Cellular mechanisms of regenerative effects of granulocyte colony-stimulating factor (G-CSF) in hindlimb ischemia

粒细胞集落刺激因子（G-CSF）在后肢缺血中再生作用的细胞机制

• 批准号: 35286742
• 负责人: Professorin Dr. Sigrid Nikol
• 金额: --
• 依托单位: Max-Planck-Institut für Herz- und Lungenforschung
• 依托单位国家: 德国
• 项目类别: Research Grants
• 财政年份: 2006
• 资助国家: 德国
• 起止时间: 2005-12-31 至 2008-12-31
• 项目状态: 已结题
• 来源: https://gepris.dfg.de/gepris/projekt/35286742?language=en
• 关键词: Cellular; mechanisms; regenerative; effects; granulocyte

Recombinant granulocyte colony-stimulating factor (rG-CSF) relieves the functional consequencesof ischemia in heart, brain and limbs. rG-CSF-mediated mobilization of bone marrow-derived cells,leading to their increased homing in the ischemic tissue where they could act by paracrinemechanisms, may underly this effect. In addition or alternatively, rG-CSF may exert direct effects inthe ischemic tissue as its receptor (G-CSFR) is expressed on various resident cell types including vascular cells. However, while therapeutic effects of rG-CSF are indisputable the role of endogeneous G-CSF in autonomous regeneration in ischemic diseases is enigmatic. Therefore, the present project shall reveal the impact of endogeneous G-CSF for compensatory vessel growth in a murine hindlimb ischemia model using G-CSF- and G-CSFR knockout mice. To examine the functional consequences of deficient G-SCF signalling in these mice Laser Doppier Perfusion Imaging (LDPI) and Nuclear Magnetic Resonance Imaging (NMRI) will be applied. The mechanisms of potential effects of endogeneous G-CSF may be those currently discussed, but not definitively explored for rG-CSF effects (see above). Therefore, several types of transgenic, bone marrow-chimeric mice will be used to reveal possible mechanisms of action of endogeneous G-CSF and exogeneous rGCSF in parallel. These investigations will comprise the analysis of the relative contributions of bone marrow cell-dependent and -independent G-CSF effects in compensatory vessel growth. Cellular activities, such as proliferation, differentiation and apoptosis potentially contributing to these effects shall be investigated.
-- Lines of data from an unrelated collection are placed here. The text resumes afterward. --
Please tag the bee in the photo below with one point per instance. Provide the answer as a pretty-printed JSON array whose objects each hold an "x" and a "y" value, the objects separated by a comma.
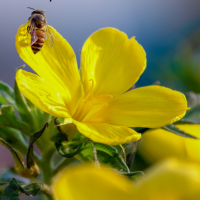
[{"x": 39, "y": 31}]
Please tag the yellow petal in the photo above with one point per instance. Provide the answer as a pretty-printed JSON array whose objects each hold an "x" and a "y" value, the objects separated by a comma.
[
  {"x": 159, "y": 144},
  {"x": 152, "y": 106},
  {"x": 170, "y": 180},
  {"x": 86, "y": 182},
  {"x": 107, "y": 133},
  {"x": 40, "y": 93},
  {"x": 110, "y": 62},
  {"x": 56, "y": 65}
]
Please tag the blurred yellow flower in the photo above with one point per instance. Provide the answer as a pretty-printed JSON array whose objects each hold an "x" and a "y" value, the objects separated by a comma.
[
  {"x": 170, "y": 180},
  {"x": 159, "y": 144},
  {"x": 94, "y": 101}
]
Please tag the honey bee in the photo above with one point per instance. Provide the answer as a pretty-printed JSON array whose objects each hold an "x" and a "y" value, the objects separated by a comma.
[{"x": 39, "y": 31}]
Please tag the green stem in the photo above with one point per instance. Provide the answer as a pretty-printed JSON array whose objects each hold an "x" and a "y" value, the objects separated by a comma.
[
  {"x": 123, "y": 153},
  {"x": 46, "y": 167}
]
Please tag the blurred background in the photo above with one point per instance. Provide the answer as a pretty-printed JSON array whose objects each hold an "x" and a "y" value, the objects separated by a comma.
[{"x": 169, "y": 31}]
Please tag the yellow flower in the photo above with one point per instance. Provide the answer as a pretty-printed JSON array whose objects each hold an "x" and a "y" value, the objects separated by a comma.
[
  {"x": 95, "y": 101},
  {"x": 159, "y": 144},
  {"x": 170, "y": 180}
]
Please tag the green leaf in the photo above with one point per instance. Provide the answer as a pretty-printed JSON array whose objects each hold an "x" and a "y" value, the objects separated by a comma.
[
  {"x": 14, "y": 189},
  {"x": 106, "y": 154},
  {"x": 69, "y": 149},
  {"x": 16, "y": 155},
  {"x": 11, "y": 191},
  {"x": 14, "y": 138},
  {"x": 2, "y": 187},
  {"x": 7, "y": 94},
  {"x": 177, "y": 131},
  {"x": 193, "y": 99},
  {"x": 140, "y": 129},
  {"x": 133, "y": 174},
  {"x": 2, "y": 100},
  {"x": 31, "y": 189},
  {"x": 27, "y": 110},
  {"x": 30, "y": 156},
  {"x": 9, "y": 119}
]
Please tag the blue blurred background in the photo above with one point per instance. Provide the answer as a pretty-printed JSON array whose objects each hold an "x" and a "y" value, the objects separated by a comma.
[
  {"x": 168, "y": 31},
  {"x": 159, "y": 26}
]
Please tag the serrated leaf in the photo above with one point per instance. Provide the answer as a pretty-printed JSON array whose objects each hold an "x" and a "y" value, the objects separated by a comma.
[
  {"x": 176, "y": 130},
  {"x": 16, "y": 155},
  {"x": 9, "y": 119},
  {"x": 105, "y": 153}
]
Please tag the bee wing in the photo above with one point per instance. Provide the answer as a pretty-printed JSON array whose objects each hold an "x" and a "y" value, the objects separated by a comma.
[
  {"x": 33, "y": 32},
  {"x": 50, "y": 37}
]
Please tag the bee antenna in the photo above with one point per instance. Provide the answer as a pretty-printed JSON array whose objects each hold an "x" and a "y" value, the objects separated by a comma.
[{"x": 31, "y": 8}]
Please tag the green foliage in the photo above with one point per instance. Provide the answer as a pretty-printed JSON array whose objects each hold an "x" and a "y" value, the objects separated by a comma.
[
  {"x": 34, "y": 136},
  {"x": 16, "y": 155},
  {"x": 177, "y": 131},
  {"x": 13, "y": 189},
  {"x": 9, "y": 119}
]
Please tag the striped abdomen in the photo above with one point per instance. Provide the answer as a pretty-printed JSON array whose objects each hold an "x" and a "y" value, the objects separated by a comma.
[{"x": 36, "y": 47}]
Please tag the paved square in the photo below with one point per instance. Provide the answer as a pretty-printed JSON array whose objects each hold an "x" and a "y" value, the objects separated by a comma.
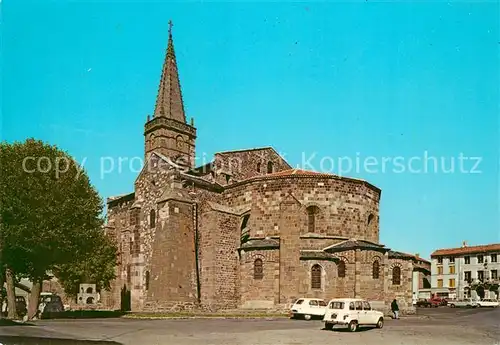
[{"x": 432, "y": 326}]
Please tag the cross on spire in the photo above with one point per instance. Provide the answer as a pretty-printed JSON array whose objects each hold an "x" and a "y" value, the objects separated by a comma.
[
  {"x": 169, "y": 100},
  {"x": 170, "y": 24}
]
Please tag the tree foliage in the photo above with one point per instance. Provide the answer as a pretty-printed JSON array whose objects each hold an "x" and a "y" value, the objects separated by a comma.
[
  {"x": 98, "y": 268},
  {"x": 50, "y": 214}
]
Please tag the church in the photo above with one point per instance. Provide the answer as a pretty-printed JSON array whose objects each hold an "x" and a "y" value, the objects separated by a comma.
[{"x": 246, "y": 230}]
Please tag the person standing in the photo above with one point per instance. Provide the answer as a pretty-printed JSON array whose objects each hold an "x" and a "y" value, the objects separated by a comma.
[{"x": 395, "y": 309}]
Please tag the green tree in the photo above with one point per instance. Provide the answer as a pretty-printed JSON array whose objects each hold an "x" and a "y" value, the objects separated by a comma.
[
  {"x": 50, "y": 213},
  {"x": 98, "y": 268}
]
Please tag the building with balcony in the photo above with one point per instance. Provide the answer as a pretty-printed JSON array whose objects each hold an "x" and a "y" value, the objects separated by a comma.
[{"x": 467, "y": 271}]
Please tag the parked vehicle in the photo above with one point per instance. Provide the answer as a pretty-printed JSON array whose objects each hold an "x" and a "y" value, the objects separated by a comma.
[
  {"x": 463, "y": 303},
  {"x": 21, "y": 307},
  {"x": 50, "y": 303},
  {"x": 423, "y": 303},
  {"x": 308, "y": 308},
  {"x": 352, "y": 313},
  {"x": 492, "y": 303}
]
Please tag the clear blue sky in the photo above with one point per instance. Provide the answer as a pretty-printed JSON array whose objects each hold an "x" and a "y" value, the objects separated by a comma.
[{"x": 340, "y": 79}]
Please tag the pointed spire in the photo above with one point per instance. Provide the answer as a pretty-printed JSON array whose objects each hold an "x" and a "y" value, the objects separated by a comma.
[{"x": 169, "y": 100}]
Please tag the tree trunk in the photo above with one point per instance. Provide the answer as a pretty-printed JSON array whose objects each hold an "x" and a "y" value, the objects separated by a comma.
[
  {"x": 34, "y": 298},
  {"x": 11, "y": 294},
  {"x": 2, "y": 281}
]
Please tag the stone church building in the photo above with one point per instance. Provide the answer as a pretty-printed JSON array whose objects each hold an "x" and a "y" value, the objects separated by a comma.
[{"x": 246, "y": 230}]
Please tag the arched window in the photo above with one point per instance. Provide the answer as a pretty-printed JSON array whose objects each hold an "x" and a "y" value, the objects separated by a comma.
[
  {"x": 396, "y": 275},
  {"x": 152, "y": 219},
  {"x": 370, "y": 218},
  {"x": 316, "y": 277},
  {"x": 258, "y": 269},
  {"x": 179, "y": 142},
  {"x": 341, "y": 269},
  {"x": 376, "y": 269},
  {"x": 269, "y": 167},
  {"x": 312, "y": 211},
  {"x": 245, "y": 233},
  {"x": 147, "y": 280},
  {"x": 244, "y": 222}
]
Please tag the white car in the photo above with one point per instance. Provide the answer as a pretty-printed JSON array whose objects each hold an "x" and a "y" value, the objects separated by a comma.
[
  {"x": 488, "y": 303},
  {"x": 308, "y": 308},
  {"x": 461, "y": 303},
  {"x": 352, "y": 312}
]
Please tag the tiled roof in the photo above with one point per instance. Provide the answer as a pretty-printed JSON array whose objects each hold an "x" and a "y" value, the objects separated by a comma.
[
  {"x": 495, "y": 247},
  {"x": 261, "y": 243},
  {"x": 248, "y": 150},
  {"x": 353, "y": 243},
  {"x": 222, "y": 208},
  {"x": 300, "y": 173},
  {"x": 316, "y": 254},
  {"x": 401, "y": 255},
  {"x": 202, "y": 182},
  {"x": 176, "y": 194},
  {"x": 112, "y": 200}
]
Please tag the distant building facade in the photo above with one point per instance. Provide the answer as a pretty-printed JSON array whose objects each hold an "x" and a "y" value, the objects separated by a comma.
[
  {"x": 466, "y": 271},
  {"x": 246, "y": 230}
]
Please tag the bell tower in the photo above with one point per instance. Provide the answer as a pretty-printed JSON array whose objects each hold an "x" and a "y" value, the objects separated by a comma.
[{"x": 167, "y": 132}]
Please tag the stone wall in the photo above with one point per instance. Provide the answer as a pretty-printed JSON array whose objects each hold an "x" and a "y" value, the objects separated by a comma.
[
  {"x": 173, "y": 275},
  {"x": 262, "y": 292},
  {"x": 402, "y": 292},
  {"x": 234, "y": 166},
  {"x": 346, "y": 208},
  {"x": 219, "y": 262}
]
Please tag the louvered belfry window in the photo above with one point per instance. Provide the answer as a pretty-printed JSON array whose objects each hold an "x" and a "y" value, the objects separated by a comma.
[
  {"x": 316, "y": 277},
  {"x": 258, "y": 269}
]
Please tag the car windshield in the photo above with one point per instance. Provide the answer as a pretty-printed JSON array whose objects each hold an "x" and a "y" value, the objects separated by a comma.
[{"x": 336, "y": 305}]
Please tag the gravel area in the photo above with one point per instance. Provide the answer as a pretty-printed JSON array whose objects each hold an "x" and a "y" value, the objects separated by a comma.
[{"x": 434, "y": 326}]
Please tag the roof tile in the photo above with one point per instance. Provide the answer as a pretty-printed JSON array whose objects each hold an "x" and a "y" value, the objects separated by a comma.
[{"x": 467, "y": 250}]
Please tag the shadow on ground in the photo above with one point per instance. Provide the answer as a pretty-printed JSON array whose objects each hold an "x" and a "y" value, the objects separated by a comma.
[
  {"x": 21, "y": 340},
  {"x": 5, "y": 322},
  {"x": 84, "y": 314}
]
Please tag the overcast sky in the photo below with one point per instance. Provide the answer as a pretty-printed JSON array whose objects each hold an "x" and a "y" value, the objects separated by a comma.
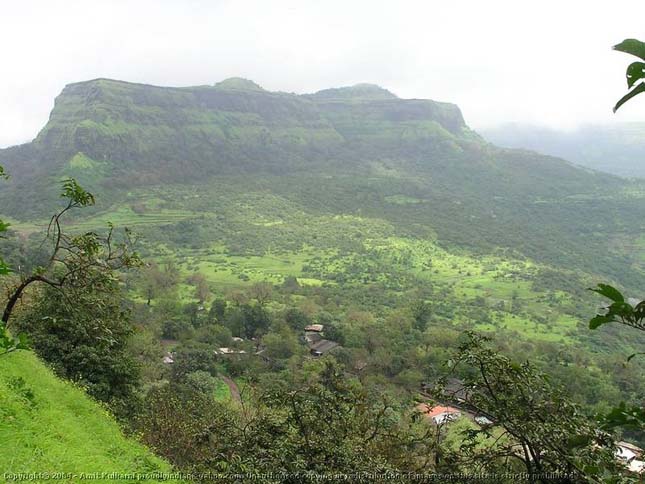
[{"x": 544, "y": 62}]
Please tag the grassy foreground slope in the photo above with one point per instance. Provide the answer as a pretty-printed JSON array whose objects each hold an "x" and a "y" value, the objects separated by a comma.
[{"x": 54, "y": 428}]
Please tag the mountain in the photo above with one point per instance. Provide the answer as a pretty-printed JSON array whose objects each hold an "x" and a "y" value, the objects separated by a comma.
[
  {"x": 358, "y": 151},
  {"x": 51, "y": 426},
  {"x": 617, "y": 148}
]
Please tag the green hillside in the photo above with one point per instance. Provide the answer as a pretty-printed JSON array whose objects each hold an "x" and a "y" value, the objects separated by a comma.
[
  {"x": 343, "y": 151},
  {"x": 53, "y": 428}
]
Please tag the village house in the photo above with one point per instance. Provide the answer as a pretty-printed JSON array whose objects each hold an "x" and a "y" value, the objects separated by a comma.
[
  {"x": 439, "y": 414},
  {"x": 631, "y": 456},
  {"x": 322, "y": 347}
]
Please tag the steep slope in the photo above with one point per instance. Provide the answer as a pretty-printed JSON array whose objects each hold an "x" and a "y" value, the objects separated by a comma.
[
  {"x": 616, "y": 148},
  {"x": 55, "y": 432},
  {"x": 339, "y": 151}
]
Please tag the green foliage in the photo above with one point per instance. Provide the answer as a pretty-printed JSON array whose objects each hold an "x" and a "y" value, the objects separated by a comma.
[
  {"x": 49, "y": 424},
  {"x": 75, "y": 194},
  {"x": 541, "y": 429},
  {"x": 83, "y": 334},
  {"x": 635, "y": 70},
  {"x": 619, "y": 311},
  {"x": 328, "y": 425}
]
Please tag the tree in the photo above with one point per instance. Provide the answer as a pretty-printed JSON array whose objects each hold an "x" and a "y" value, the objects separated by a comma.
[
  {"x": 7, "y": 342},
  {"x": 84, "y": 333},
  {"x": 540, "y": 430},
  {"x": 75, "y": 260},
  {"x": 326, "y": 425},
  {"x": 635, "y": 71}
]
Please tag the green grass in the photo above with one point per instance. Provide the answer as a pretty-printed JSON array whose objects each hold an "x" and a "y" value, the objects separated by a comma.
[{"x": 52, "y": 426}]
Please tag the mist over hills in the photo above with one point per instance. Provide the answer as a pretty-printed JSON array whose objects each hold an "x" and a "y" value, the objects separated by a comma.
[
  {"x": 353, "y": 150},
  {"x": 618, "y": 148}
]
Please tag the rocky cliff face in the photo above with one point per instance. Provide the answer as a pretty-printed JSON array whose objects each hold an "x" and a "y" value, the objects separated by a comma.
[{"x": 232, "y": 126}]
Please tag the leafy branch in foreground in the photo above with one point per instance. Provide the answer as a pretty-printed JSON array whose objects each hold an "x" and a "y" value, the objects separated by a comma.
[
  {"x": 7, "y": 342},
  {"x": 535, "y": 427},
  {"x": 74, "y": 260},
  {"x": 635, "y": 71}
]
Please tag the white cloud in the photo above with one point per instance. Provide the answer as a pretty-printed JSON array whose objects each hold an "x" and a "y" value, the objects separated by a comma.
[{"x": 545, "y": 62}]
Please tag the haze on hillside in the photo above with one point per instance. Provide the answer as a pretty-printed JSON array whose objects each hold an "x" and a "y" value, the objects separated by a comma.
[
  {"x": 276, "y": 242},
  {"x": 548, "y": 63}
]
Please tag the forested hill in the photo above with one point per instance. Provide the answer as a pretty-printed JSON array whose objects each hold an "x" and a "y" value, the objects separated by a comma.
[{"x": 355, "y": 150}]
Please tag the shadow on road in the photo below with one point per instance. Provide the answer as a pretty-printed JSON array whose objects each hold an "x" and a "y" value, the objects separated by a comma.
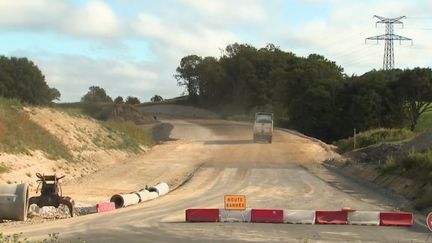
[
  {"x": 162, "y": 132},
  {"x": 228, "y": 142}
]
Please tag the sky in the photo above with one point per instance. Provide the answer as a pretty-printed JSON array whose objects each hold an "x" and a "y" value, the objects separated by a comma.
[{"x": 132, "y": 47}]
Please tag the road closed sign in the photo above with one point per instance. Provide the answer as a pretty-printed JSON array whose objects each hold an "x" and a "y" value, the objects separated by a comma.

重组粒细胞集落刺激因子(rg-CSF)可减轻心、脑和四肢缺血的功能后果。RG-CSF介导的骨髓来源细胞的动员，导致它们在缺血组织中的归巢增加，在那里它们可以通过旁机制发挥作用，这可能低于这一效应。此外，rg-CSF可能通过其受体(G-CSFR)在包括血管细胞在内的各种驻留细胞上表达，从而在缺血组织中发挥直接作用。然而，尽管重组人粒细胞集落刺激因子的治疗效果是毋庸置疑的，但内源性粒细胞集落刺激因子在缺血性疾病自主再生中的作用仍是个谜。因此，本项目将利用G-CSF和G-CSFR基因敲除小鼠，揭示内源性G-CSF对小鼠后肢缺血模型中代偿性血管生长的影响。为了检查这些小鼠G-SCF信号缺陷的功能后果，将应用激光多普勒血流成像(LDPI)和核磁共振成像(NMRI)。内源性G-CSF的潜在作用机制可能是目前讨论的，但对于rg-CSF的作用还没有明确的探索(见上文)。因此，几种类型的转基因骨髓嵌合小鼠将被用来揭示内源性G-CSF和外源性rGCSF平行发挥作用的可能机制。这些研究将包括对骨髓细胞依赖和非独立G-CSF效应在代偿性血管生长中的相对贡献的分析。应调查可能导致这些效应的细胞活动，如增殖、分化和凋亡。